The European Commission has taken a final decision to establish the Aerosol, Clouds and Trace Gases Research Infrastructure (ACTRIS) as a European Research Infrastructure Consortium, or ERIC. 17 countries are pooling resources to produce data and offer open access to a broad range of technologies, services, and resources in the field of atmospheric science.
ACTRIS ERIC concretizes a long-term effort by several European countries to create a sustainable infrastructure supporting atmospheric and climate research, and NILU and Norway have been active since the beginning. The decision and the ERIC statutes is available in the EU Official Journal.
ERIC status at important time
The European Research Infrastructure Consortium (ERIC) is a specific legal form that facilitates the establishment and operation of research infrastructures with European interest. The ERIC status endows research infrastructures with a legal capacity recognized in all EU Member States.
With its ERIC status, ACTRIS is now legally recognized as a European Research Infrastructure.
“ACTRIS facilities can now operate legally together, as one organisation,” says Eija Juurola, Interim ACTRIS Leader. “The decision comes at an important time since the transition to operations is already happening, and the synergies with scientists and industry are continuously developing.”

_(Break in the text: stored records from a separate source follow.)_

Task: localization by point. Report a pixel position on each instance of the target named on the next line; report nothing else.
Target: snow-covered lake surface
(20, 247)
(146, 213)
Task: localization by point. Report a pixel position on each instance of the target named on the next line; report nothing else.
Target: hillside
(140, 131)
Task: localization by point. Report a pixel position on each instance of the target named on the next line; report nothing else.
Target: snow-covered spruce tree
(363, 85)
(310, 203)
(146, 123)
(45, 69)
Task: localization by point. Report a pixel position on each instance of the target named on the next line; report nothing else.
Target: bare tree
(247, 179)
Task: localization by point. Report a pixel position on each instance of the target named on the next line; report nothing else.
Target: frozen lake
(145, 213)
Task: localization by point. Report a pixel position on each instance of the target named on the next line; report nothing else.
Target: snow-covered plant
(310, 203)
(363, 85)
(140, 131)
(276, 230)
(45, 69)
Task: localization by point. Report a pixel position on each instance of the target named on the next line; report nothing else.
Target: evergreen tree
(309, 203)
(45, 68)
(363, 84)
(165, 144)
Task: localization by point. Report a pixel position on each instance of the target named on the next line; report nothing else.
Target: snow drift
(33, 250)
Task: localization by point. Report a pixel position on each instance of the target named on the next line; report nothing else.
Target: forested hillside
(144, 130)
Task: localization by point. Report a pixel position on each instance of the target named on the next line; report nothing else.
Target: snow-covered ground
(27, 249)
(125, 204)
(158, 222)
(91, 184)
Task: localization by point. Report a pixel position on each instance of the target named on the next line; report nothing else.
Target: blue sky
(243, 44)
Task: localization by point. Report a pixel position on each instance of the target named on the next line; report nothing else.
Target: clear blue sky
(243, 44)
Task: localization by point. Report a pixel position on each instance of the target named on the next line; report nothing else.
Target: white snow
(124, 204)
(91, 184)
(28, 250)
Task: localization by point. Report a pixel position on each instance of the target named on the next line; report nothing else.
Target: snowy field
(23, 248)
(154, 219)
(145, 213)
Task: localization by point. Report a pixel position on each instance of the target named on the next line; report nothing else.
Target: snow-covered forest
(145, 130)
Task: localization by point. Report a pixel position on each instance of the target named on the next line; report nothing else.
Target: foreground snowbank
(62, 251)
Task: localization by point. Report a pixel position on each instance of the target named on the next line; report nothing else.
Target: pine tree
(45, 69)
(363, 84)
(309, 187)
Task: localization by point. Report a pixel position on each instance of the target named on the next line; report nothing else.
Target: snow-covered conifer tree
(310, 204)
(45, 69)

ACTRIS is the world’s largest multi-site research infrastructure
ACTRIS facilities make up the largest multi-site atmospheric research infrastructure in the world. It offers access to key information on the composition and state of the atmosphere to researchers, industry, and environmental authorities. The research infrastructure has open access to data products, instruments, expertise, training opportunities, and FAIR data management services.

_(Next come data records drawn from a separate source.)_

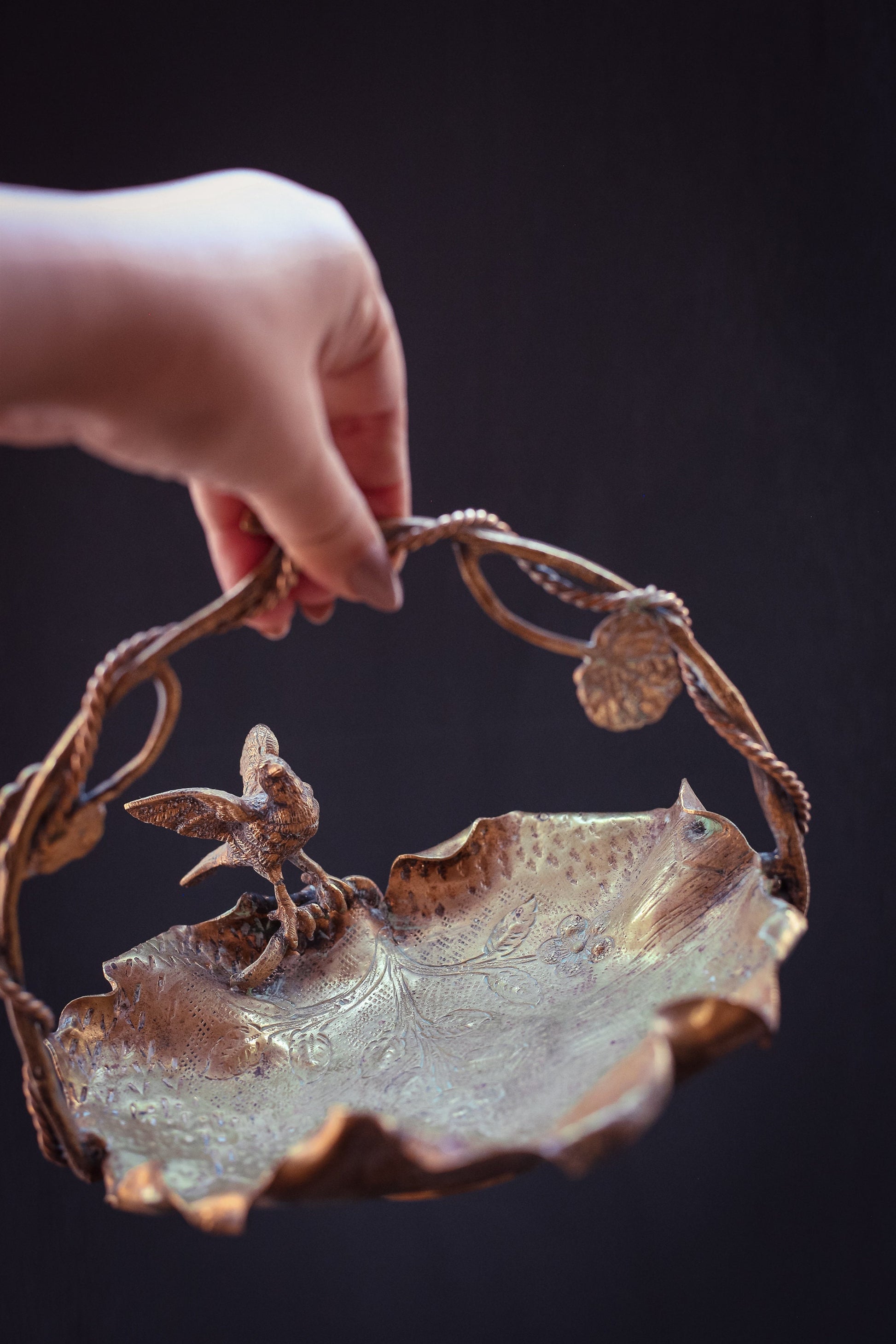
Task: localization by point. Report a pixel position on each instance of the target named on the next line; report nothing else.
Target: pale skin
(230, 332)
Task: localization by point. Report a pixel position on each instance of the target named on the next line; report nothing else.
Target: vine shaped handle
(49, 818)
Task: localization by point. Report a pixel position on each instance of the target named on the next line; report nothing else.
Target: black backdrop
(643, 261)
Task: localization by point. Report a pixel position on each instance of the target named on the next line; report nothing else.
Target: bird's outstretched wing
(260, 742)
(206, 814)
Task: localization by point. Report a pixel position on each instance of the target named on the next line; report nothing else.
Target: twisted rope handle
(727, 713)
(42, 816)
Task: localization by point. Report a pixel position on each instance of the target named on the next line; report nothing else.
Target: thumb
(317, 514)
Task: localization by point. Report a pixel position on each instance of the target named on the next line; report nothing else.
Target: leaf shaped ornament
(524, 991)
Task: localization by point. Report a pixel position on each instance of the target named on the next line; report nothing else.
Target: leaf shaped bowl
(524, 991)
(527, 991)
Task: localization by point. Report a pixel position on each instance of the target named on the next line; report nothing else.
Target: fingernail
(319, 615)
(374, 580)
(279, 632)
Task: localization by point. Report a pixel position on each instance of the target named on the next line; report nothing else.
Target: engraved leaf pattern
(515, 986)
(511, 931)
(383, 1054)
(309, 1053)
(463, 1020)
(234, 1054)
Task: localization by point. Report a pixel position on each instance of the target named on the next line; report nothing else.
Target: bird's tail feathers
(213, 861)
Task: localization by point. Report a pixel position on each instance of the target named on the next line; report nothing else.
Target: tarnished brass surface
(508, 1001)
(630, 675)
(526, 991)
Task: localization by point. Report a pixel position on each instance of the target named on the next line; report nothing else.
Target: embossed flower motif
(579, 943)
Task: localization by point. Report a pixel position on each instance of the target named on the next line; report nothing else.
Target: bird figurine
(268, 826)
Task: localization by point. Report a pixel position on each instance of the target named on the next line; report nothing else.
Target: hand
(227, 331)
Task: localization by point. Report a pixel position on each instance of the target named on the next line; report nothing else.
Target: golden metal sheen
(526, 991)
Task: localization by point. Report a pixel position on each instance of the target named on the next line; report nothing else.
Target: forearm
(56, 300)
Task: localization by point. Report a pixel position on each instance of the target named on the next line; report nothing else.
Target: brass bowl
(526, 991)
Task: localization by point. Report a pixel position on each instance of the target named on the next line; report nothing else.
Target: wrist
(57, 303)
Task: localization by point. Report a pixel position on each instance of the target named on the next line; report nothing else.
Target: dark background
(643, 258)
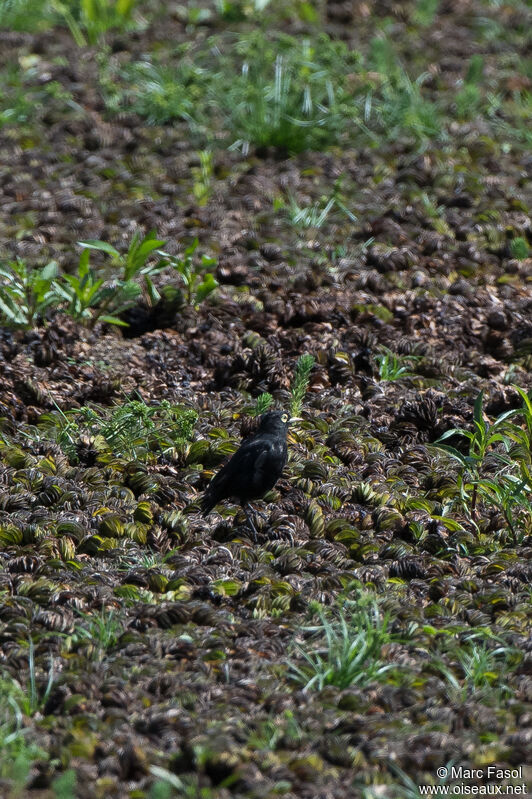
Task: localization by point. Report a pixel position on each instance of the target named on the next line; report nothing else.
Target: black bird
(254, 468)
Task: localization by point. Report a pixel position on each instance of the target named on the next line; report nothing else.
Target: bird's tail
(207, 504)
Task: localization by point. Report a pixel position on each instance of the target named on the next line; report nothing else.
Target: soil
(196, 680)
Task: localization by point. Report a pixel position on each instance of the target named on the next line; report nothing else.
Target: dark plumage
(254, 468)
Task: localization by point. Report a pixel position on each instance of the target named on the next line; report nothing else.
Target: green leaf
(113, 320)
(208, 285)
(102, 246)
(477, 408)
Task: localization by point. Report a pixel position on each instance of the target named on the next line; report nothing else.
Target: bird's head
(274, 422)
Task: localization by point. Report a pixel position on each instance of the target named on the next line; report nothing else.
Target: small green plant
(17, 753)
(135, 261)
(89, 299)
(350, 654)
(283, 93)
(483, 671)
(392, 366)
(396, 107)
(300, 381)
(263, 403)
(132, 430)
(519, 248)
(26, 294)
(315, 216)
(64, 786)
(90, 20)
(469, 97)
(482, 438)
(99, 632)
(197, 282)
(425, 12)
(158, 92)
(202, 175)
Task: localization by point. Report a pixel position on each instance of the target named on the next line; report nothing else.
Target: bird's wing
(240, 473)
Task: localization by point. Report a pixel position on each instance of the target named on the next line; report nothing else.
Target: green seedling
(197, 282)
(300, 382)
(27, 294)
(90, 300)
(350, 654)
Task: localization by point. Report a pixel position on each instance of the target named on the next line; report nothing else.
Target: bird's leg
(261, 514)
(250, 522)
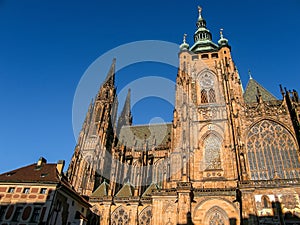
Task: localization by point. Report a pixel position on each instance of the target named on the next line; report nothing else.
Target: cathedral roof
(126, 191)
(46, 173)
(101, 191)
(252, 89)
(153, 135)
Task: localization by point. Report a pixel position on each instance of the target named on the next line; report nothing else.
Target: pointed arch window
(212, 95)
(266, 201)
(145, 216)
(272, 152)
(208, 93)
(119, 216)
(204, 98)
(212, 145)
(216, 216)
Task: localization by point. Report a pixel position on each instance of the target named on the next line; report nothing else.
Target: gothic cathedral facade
(230, 156)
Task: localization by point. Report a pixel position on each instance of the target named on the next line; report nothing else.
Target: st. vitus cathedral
(230, 156)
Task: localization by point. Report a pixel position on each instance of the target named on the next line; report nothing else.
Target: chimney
(41, 161)
(60, 166)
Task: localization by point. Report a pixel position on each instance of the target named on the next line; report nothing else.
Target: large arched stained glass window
(119, 216)
(212, 145)
(272, 152)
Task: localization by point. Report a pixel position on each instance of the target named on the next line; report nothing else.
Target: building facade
(228, 157)
(40, 194)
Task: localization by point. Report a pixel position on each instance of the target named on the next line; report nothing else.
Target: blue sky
(46, 46)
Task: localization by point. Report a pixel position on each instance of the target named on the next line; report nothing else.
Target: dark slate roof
(101, 191)
(126, 191)
(149, 190)
(154, 135)
(47, 173)
(250, 94)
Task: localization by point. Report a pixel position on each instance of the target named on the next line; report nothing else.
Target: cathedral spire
(202, 36)
(110, 78)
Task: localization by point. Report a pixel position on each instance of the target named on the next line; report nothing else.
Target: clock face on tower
(206, 81)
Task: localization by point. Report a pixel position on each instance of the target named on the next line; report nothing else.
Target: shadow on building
(277, 217)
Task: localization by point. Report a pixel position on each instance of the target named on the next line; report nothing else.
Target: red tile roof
(46, 173)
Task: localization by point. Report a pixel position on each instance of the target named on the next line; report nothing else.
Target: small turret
(223, 41)
(125, 118)
(184, 46)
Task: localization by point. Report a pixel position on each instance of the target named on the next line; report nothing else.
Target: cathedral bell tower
(205, 144)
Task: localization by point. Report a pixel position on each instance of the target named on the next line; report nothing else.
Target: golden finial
(184, 38)
(250, 75)
(221, 32)
(200, 11)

All users, regardless of their affiliation, area of expertise, or field of activity, can benefit from ACTRIS’ pan-European open access services. ACTRIS aims at increasing the excellence in Earth system observation and research by providing information and knowledge for developing sustainable solutions to societal needs. All ACTRIS services are accessible via http://www.actris.eu.
The scientists taking part in ACTRIS will be able to do multidisciplinary studies relevant for both fundamental and applied research. This will lead to broad benefits to society ranging from building effective environmental policies and strategies to reduce emission of pollutants, which mitigate climate change and improve air quality helping to reach EU Green Deal’s objectives.

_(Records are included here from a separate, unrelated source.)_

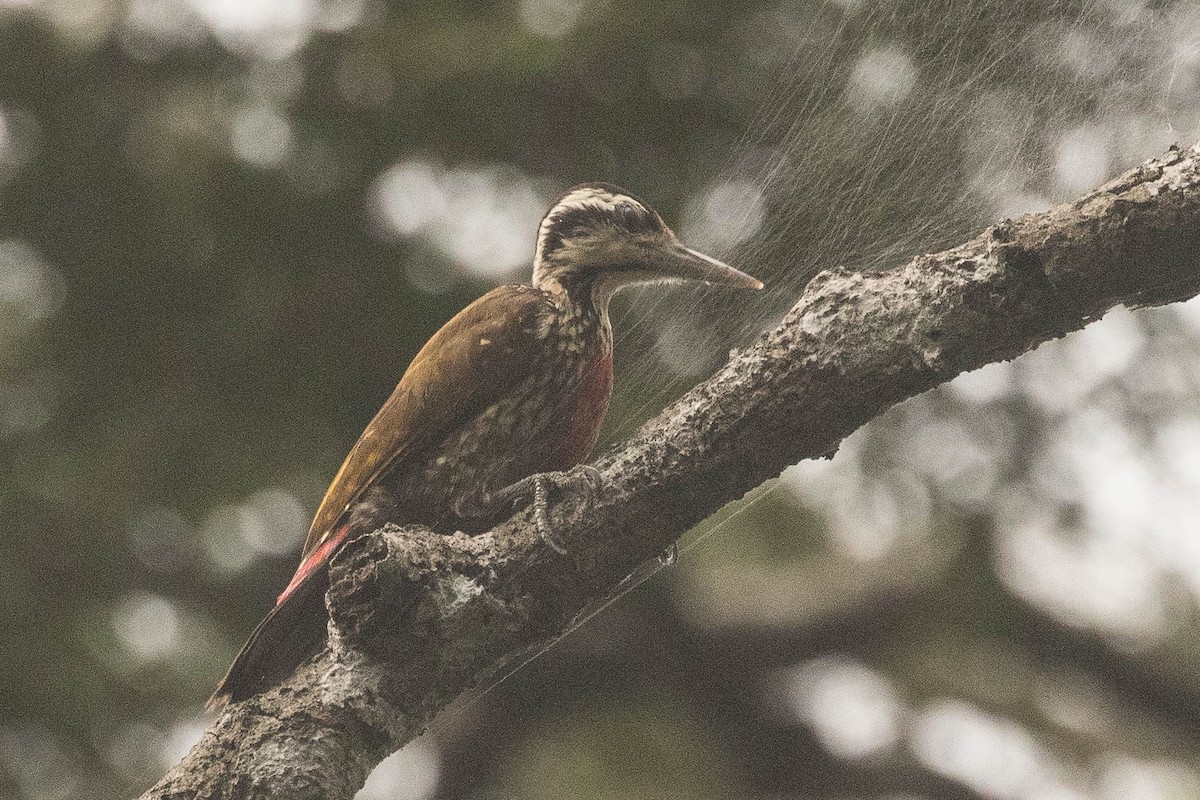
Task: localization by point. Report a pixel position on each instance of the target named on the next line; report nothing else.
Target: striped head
(598, 239)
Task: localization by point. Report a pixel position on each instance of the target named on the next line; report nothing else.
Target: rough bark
(418, 618)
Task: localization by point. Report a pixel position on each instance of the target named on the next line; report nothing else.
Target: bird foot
(535, 489)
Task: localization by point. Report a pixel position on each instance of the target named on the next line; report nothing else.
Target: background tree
(225, 230)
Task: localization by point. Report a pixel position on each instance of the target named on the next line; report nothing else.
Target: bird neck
(583, 312)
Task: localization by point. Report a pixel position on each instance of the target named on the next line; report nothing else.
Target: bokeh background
(227, 224)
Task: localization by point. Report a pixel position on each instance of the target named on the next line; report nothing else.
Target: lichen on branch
(419, 618)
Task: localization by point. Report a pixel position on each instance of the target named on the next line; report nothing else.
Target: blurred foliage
(225, 228)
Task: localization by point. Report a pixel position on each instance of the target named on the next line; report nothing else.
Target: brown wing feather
(473, 359)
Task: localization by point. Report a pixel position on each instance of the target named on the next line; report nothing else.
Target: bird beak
(687, 264)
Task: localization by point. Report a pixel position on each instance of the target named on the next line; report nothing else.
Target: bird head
(598, 239)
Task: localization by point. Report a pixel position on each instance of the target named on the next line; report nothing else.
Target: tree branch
(419, 618)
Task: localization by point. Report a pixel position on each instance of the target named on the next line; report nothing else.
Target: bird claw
(586, 476)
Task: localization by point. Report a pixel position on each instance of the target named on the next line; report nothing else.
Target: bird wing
(484, 350)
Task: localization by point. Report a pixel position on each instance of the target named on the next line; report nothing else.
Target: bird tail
(293, 631)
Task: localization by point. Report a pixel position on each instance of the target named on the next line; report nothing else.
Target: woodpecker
(513, 388)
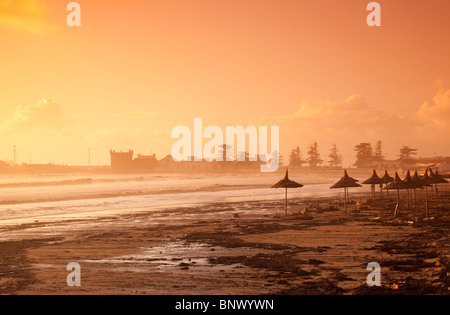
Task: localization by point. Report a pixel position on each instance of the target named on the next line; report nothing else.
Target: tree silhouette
(378, 152)
(407, 154)
(364, 155)
(295, 158)
(314, 159)
(335, 158)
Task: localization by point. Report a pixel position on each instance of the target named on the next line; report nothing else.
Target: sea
(27, 199)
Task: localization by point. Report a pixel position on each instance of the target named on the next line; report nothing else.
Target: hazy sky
(136, 69)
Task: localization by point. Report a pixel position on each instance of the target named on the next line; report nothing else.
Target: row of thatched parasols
(391, 183)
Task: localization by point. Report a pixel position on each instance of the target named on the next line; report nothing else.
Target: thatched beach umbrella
(373, 180)
(386, 180)
(346, 182)
(286, 183)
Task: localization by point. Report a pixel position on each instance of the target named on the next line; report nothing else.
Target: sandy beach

The establishment of ACTRIS ERIC manifests the fast progress of ACTRIS from a project-based network to a mature and sustainable research infrastructure. Finland will host the Statutory Seat and manage the overall coordination of ACTRIS. Norway hosts the ACTRIS Data Centre, which offers access to all ACTRIS data, and Italy will manage the access to other ACTRIS services.
Atmospheric science a priority for 5 years
ACTRIS National Facilities are distributed across ACTRIS ERIC’s 17 countries: Austria, Belgium, Bulgaria, Cyprus, Czechia, Denmark, Finland, France, Germany, Italy, Netherlands, Norway, Poland, Romania, Spain, Sweden and Switzerland. Greece and UK have expressed interest in joining at later stages.
By committing to ACTRIS, the members show that atmospheric and air quality research is a national priority for at least the next five years. They also take part in supporting scientific excellence across Europe. Being a member country of ACTRIS ERIC means that a country’s representative can help shape the strategy and development, and participate in mission-based research. The Norwegian Research Council is the Norwegian delegate in the ACTRIS General Assembly.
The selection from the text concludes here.